Het leek een gewone dag te worden, een gewone schooldag van een 16-jarige middelbare-schoolleerling. Met de fiets reed ik ‘s morgens naar school, een afstand van zo’n 20 kilometer, samen met enkele vrienden die onderweg aanhaakten. Die bewuste dag echter liep het anders. Zoals steeds wilde we een bepaalde weg oversteken, niet zo ver na een bocht. Net nadat ik begon over te steken, kwam er een wagen door diezelfde bocht en ik bleef quasi verlamd staan. Om vervolgens vol aangereden te worden. Ik werd met mijn hoofd tegen de voorruit geslingerd en met mijn schouder nog zo’n 17 meter meegesleurd aan de zijspiegel vooraleer de auto tot stilstand kwam.

Het moet vooral vreselijk geweest zijn voor mijn 2 schoolgenoten, die het voor zich zagen gebeuren. Ik kan zelf alleen maar reproduceren wat me later verteld is, want mijn geheugen aan deze gebeurtenis is gewist. Het zwart gat in mijn herinneringen neemt zelfs een aanvang op de ochtend van deze 17 april 1986. Ik weet zelfs niet meer dat ik ben opgestaan die dag, wel dat ik de dag ervoor ben gaan slapen. Mijn geheugen is pas 2 weken later begonnen opnieuw herinneringen op te bouwen.

Met de ziekenwagen word ik naar een ziekenhuis gevoerd maar onmiddellijk met de MUG naar een Academisch Ziekenhuis doorgestuurd. Daar worden mijn ouders ontvangen met de voorzichtige boodschap om vooral geen hoop te hebben. Ik besef het niet want ik lig op intensieve zorgen aan de nodige apparatuur, draden en buisjes. Ik bevind me in een diepe coma, het resultaat van de klap op mijn hoofd en de druk die mijn ingedrukte schedel op mijn hersenen heeft gemaakt.

Vrijdagochtend, 24 uur later. Net voor de beslissing om tot een schedelboring over te gaan, open ik even de ogen. De schedelboring gaat niet door. Nog 2 weken in coma volgen, en in totaal 6 weken ziekenhuis. Mijn sleutelbeen is gebroken.
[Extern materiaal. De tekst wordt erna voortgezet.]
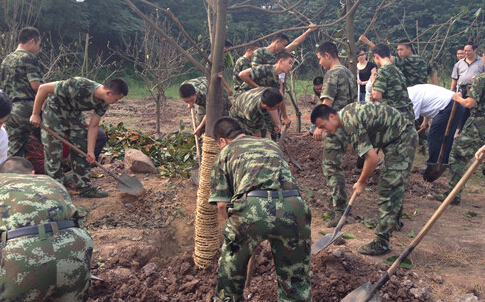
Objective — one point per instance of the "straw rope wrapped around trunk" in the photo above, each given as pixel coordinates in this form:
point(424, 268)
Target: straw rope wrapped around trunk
point(206, 224)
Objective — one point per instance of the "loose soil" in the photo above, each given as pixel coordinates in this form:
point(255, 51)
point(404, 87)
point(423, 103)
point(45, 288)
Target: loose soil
point(144, 245)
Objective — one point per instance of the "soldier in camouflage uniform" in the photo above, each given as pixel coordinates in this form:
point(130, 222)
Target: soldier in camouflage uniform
point(63, 113)
point(20, 77)
point(339, 89)
point(194, 92)
point(250, 108)
point(472, 136)
point(242, 63)
point(46, 255)
point(267, 76)
point(369, 126)
point(252, 185)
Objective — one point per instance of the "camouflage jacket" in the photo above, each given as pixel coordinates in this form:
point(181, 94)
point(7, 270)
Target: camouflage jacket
point(263, 56)
point(246, 164)
point(340, 86)
point(73, 96)
point(242, 63)
point(372, 125)
point(391, 82)
point(415, 69)
point(18, 69)
point(28, 200)
point(247, 111)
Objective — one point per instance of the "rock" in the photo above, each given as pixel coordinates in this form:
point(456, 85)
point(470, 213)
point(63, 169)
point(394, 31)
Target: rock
point(138, 162)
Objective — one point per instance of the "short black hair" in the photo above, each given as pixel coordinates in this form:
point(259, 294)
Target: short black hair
point(281, 36)
point(28, 33)
point(382, 50)
point(473, 45)
point(5, 105)
point(328, 47)
point(283, 55)
point(186, 90)
point(271, 97)
point(226, 127)
point(322, 111)
point(118, 85)
point(17, 164)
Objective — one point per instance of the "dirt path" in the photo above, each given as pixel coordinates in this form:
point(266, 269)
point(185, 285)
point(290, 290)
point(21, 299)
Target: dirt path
point(143, 245)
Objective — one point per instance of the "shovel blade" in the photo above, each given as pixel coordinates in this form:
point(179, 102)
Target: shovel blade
point(434, 171)
point(129, 184)
point(361, 294)
point(324, 242)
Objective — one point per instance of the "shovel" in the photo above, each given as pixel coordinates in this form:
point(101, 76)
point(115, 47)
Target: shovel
point(125, 183)
point(434, 170)
point(195, 173)
point(367, 291)
point(330, 238)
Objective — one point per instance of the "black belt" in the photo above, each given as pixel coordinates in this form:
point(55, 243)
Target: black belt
point(34, 230)
point(273, 194)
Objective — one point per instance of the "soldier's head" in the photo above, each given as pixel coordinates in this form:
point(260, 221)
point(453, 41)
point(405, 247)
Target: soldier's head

Maar dat is peanuts in vergelijking met de dubbele open beenbreuk, waardoor in mijn linkerbeen een plaat wordt aangebracht om het los gedeelte op zijn plaats te houden.
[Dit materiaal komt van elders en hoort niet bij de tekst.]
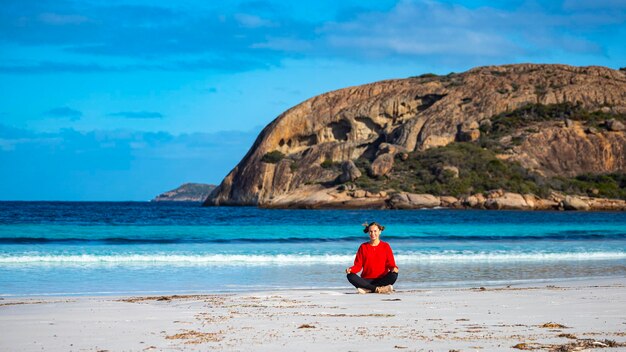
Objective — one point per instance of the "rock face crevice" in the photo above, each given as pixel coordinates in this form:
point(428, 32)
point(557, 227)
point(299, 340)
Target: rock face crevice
point(419, 113)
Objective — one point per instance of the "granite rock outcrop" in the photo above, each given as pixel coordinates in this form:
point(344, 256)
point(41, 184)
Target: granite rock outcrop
point(378, 121)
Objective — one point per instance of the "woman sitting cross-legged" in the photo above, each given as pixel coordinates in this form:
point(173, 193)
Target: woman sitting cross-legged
point(376, 260)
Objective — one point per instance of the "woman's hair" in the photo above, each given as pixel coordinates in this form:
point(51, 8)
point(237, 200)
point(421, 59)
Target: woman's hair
point(367, 226)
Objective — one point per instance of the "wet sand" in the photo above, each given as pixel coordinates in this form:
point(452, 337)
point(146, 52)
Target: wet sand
point(567, 316)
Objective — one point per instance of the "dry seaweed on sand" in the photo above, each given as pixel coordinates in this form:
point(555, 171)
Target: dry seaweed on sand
point(552, 325)
point(578, 345)
point(196, 337)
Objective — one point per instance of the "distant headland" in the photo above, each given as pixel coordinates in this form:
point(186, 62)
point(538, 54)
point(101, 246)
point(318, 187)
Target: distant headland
point(524, 136)
point(188, 192)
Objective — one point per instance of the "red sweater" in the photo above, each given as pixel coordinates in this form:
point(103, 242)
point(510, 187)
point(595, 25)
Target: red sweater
point(376, 261)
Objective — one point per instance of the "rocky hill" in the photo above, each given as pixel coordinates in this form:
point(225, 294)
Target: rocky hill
point(188, 192)
point(516, 136)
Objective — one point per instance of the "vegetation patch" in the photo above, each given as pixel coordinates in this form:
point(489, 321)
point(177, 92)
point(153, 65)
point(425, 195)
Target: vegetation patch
point(480, 171)
point(509, 122)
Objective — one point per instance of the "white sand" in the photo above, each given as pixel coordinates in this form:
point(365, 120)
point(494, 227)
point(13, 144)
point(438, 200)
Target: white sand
point(463, 319)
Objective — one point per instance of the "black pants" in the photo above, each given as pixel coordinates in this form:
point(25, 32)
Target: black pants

Mijn schooljaar is voorbij. Dat heeft als voordeel dat ik het WK 86, waar de Rode Duivels zo geweldig presteren, volledig kan volgen, nachtwedstrijden inbegrepen. Het nadeel is dat ik in theorie niet gerechtigd ben om over te gaan naar het 5e jaar. Ik ben tot vandaag mijn leerkrachten oneindig dankbaar dat ze bij het ministerie gedaan kregen dat zij hierover mochten beslissen. Vanaf september ging ik terug met de fiets. Naar het 5e jaar. Stappen was geen probleem, maar rennen lukte eerder dan een jaar later, toen de metalen plaat terug uit mijn been werd gehaald.

Sommigen zullen vermoeden dat deze dag, 17 april 1986, en mijn fietsaccident, het begin van mijn krankzinnigheid was. Ik ontken formeel. Ik was ook daarvoor al geweldig gek. En ik ben als anarchist geboren. 28 Jaar na de feiten sta ik meer dan ooit op dit standpunt. Het nodige geluk was er wel mee gemoeid, want de kansen om er zo onbeschadigd uit te komen waren eigenlijk nihil.

1 thought on “Donderdag 17 April

  1. Ik zou zeggen het heeft je ook in positieve zin gevormd, want je bent gaan vechten en neemt nog steeds geen genoegen met gemiddeld.